Soon he had a group of two dozen around him, including Naomi and Alex from the Rocinante, the four Martian marines, a bunch of Bull’s security people, and Bull himself. The only people in the group without obvious physical injuries were the four marines. Alex and Naomi looked especially bad. Naomi’s shoulder was bound tight in a harness that immobilized it and her arm, and she winced every time she took a step. Alex’s face was swollen so badly that his left eye was almost completely closed. Blood spotted the bandages around his head.
These are the people who helped stop Protogen, who fought the monsters around Ganymede, she told herself. They’re tough, they’ll make it. It sounded thin even in her own head.
“Well,” Bull said. The crowd seemed to be waiting for last words from him. “I guess this is it. Good hunting, everyone.”

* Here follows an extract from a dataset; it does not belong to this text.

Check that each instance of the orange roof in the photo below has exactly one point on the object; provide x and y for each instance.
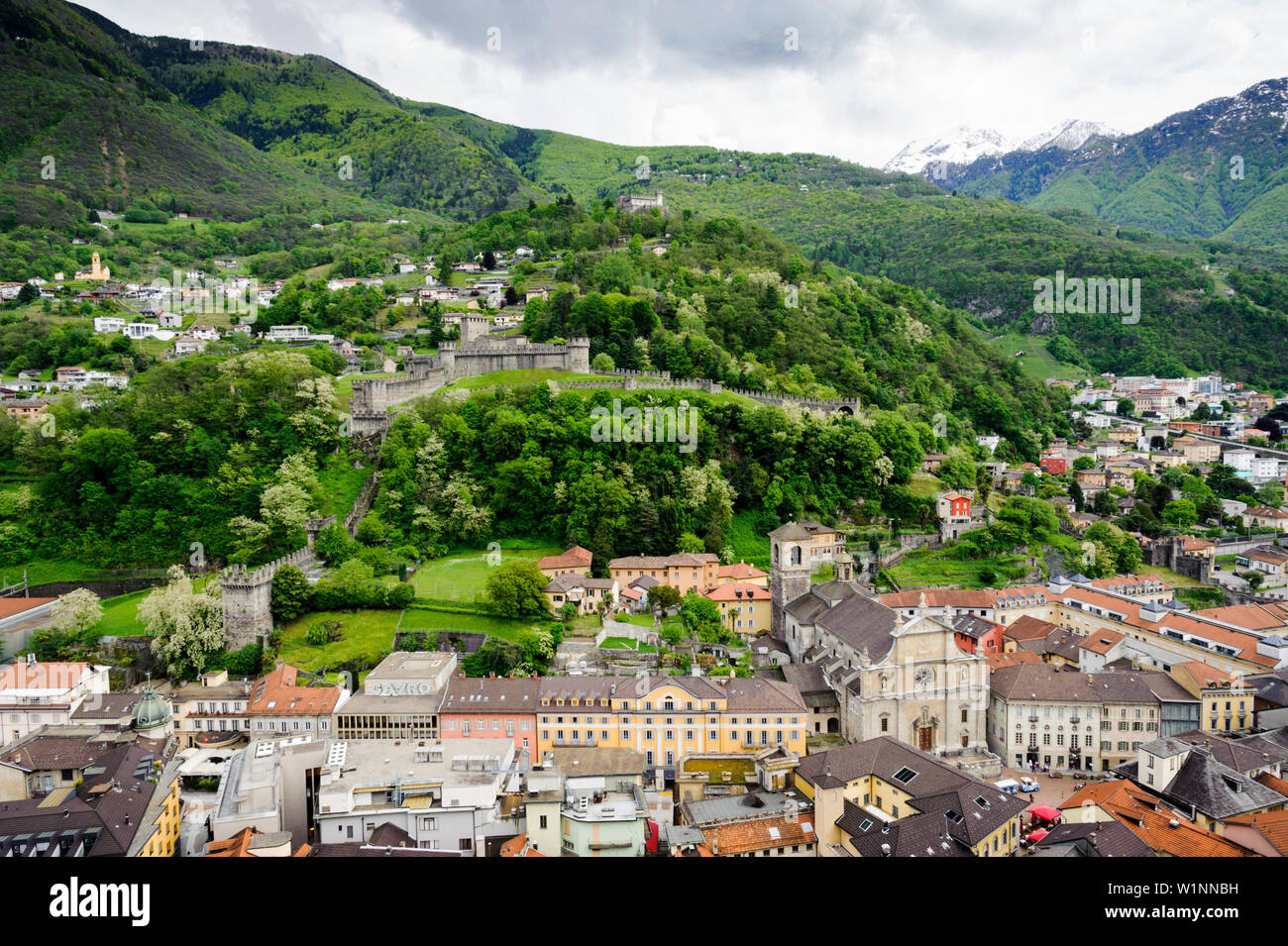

A few people clapped or called out to him. Most didn’t. Across the room Monica was talking to her camera people. Anna knew she should join them, but found herself not wanting to. All these people would be risking their lives to buy her time. Her. So it was all on her whether the whole plan succeeded or failed. If she couldn’t convince an entire flotilla of ships from three separate governments that turning off their power for a couple hours was the right thing to do, then it would all be for nothing. She found herself wanting to delay that moment as long as possible. To keep it from being her responsibility as long as she could.
“Better go, Red,” Amos whispered to her.
“What if they’re all too scared to shut down their ships?” she replied. “We’re in the haunted house, and I’m about to tell everyone that the way to escape is to turn out all the lights. I would find that unconvincing in their shoes.”